With April around the Corner, Fishing and Hunting Prospects About to Improve

By The Chronicle
The mark of a skilled hunter or angler is a boatload of patience, and although there are some worthwhile prospects, the real fun is still a couple of weeks off. Relax a bit, will ya?
“April really marks the start of the new year for fishing and hunting,” said Joe Stohr, deputy director of the Washington Department of Fish and Wildlife. “Some winter fisheries are still going strong, but the annual cycle is beginning again with a new year of outdoor activities.”
Sunday marks the beginning of April and by mid-month, the Cowlitz River should start kicking out bright spring Chinook salmon in big numbers.
That will be followed by a bevy of opening days throughout April leading up to the “Super Bowl” of fishing — opening day of lowland lakes trout season on April 28 — which attracts upwards of 300,000 fishermen on that traditional day, according to the WDFW.
Other upcoming opening days are another morning razor clam dig on the coast April 7-9, the expanded lingcod fishing to Neah Bay April 16, and even a statewide turkey hunt for youth 15 and under April 7-8, followed by the general spring turkey hunt from April 15 to May 31.
For those willing to brave the high seas and our recent gusts of wind, skilled Westport anglers are getting their limits of lingcod, although they report that getting a limit of seabass is real work.
Here in Southwest Washington, the rivers are still a bit cold — about 42 degrees — this week for the fish to bite, which is similar to conditions last year when the fish run came in about mid-April.
“Like last year, the spring Chinook run has been late to arrive – and for many of the same reasons,” said Joe Hymer, a WDFW fish biologist. “Not only has the Columbia been running high and cold, but all that rain in recent weeks has muddied up the water below the Willamette and Cowlitz rivers.”
Another factor is that most of the fish running this year are four-year-olds, which tend to arrive a bit later.
But when the fish do decide to migrate upriver, it could be a season to remember. The pre-season forecast called for a return of 314,200 spring Chinook, which if it occurs, would be the fourth-largest run on record.
“It’s going to be a really good year, just like last year,” said Charles McElroy, who mans the sporting goods desk at Sunbird Shopping Center in Chehalis.
This upcoming weekend, despite being a bit early for the big run, still offers a decent chance to net a nice hatchery steelhead on the Cowlitz, as long as the rains don’t come down too thick in the next few days, said McElroy.
“It’s really fishing good for steelhead, even though the water is a bit high,” McElroy said. “There’s a ton of fish from Longview to the Barrier Dam.”

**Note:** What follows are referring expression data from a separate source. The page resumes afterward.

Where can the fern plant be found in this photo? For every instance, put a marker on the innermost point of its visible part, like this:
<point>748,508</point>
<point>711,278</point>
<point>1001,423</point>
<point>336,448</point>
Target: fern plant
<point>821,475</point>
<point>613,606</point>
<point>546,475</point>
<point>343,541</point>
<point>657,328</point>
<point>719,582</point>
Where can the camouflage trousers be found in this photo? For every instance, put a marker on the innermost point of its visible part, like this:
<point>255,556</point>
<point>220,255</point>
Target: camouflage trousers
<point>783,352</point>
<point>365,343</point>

Action is also starting to hit on the Chehalis and Skookumchuck rivers as they are finally starting to “green up,” McElroy said.

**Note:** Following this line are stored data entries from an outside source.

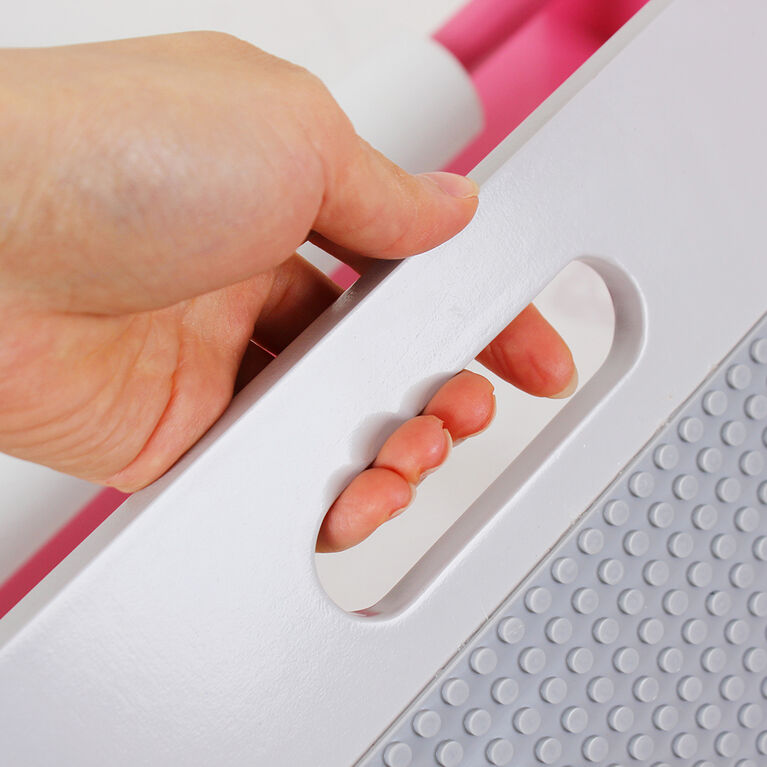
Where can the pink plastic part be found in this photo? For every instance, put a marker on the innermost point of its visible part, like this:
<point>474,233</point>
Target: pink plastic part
<point>533,62</point>
<point>59,546</point>
<point>482,26</point>
<point>519,52</point>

“If it doesn’t rain too much in the next few days, and it’s not supposed to, it should be good this weekend,” he said.
The fishing has been slow on the Columbia River. McElroy described it in baseball terms: “No hits, no runs and no errors” this past weekend. One Columbia River angler said he’s been out 10 times so far this year, with nothing to bring home.
Area lakes offer some opportunities for the trout aficionado. Try Riffe, Offutt or Merwin lakes, McElroy said.

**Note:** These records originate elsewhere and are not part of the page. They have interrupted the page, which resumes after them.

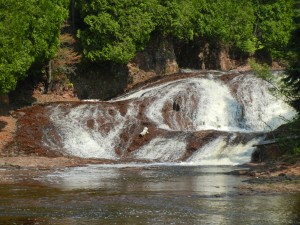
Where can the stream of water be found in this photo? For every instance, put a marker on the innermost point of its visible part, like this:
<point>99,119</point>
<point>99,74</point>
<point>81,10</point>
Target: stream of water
<point>193,122</point>
<point>141,194</point>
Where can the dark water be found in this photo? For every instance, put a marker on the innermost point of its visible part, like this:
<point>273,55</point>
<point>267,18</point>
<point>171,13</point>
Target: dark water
<point>157,194</point>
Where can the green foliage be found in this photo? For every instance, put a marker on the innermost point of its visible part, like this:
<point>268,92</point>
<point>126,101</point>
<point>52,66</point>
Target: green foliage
<point>115,30</point>
<point>261,70</point>
<point>274,25</point>
<point>29,32</point>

Eastern Washington Fishing
If you are thinking of heading east over the mountains, there are a few places to consider as many of the lakes that opened March 1 are kicking out some nice trout, said John Whalen, a fish manager for WDFW.
Those lakes include Coffeepot Lake in Lincoln County, and Amber, Liberty, Medical and Downs lakes near Spokane, Lake Roosevelt is another good bet.
Lakes in Eastern Washington opening up on April 1 include most in Adams and Grant counties, which always produce a few lunkers.
“As always, the weather plays a major role in fishing success on the April Fool’s Day opener,” said Chad Jackson, a WDFW fish biologist in Moses Lake.

Wildlife Viewing
With spring beginning to bloom, the great outdoors offers a bundle of spectacular opportunities for wildlife viewing this time of year.
Gray whales are being sighted around Whidbey and Camano Islands as they migrate from Mexico to the Arctic Ocean.
For birders, you can take in the Olympic Peninsula Birdfest in Sequim this weekend offering birding trips, boat tours and other activities. Or you can head just south to the Ridgefield National Wildlife Refuge and take in some turkey vultures, along with various songbirds and even the majestic sandhill cranes.
The main rule: with temperatures starting to heat up and Mother Nature beginning to stir, it is time to get outside and enjoy the great outdoors!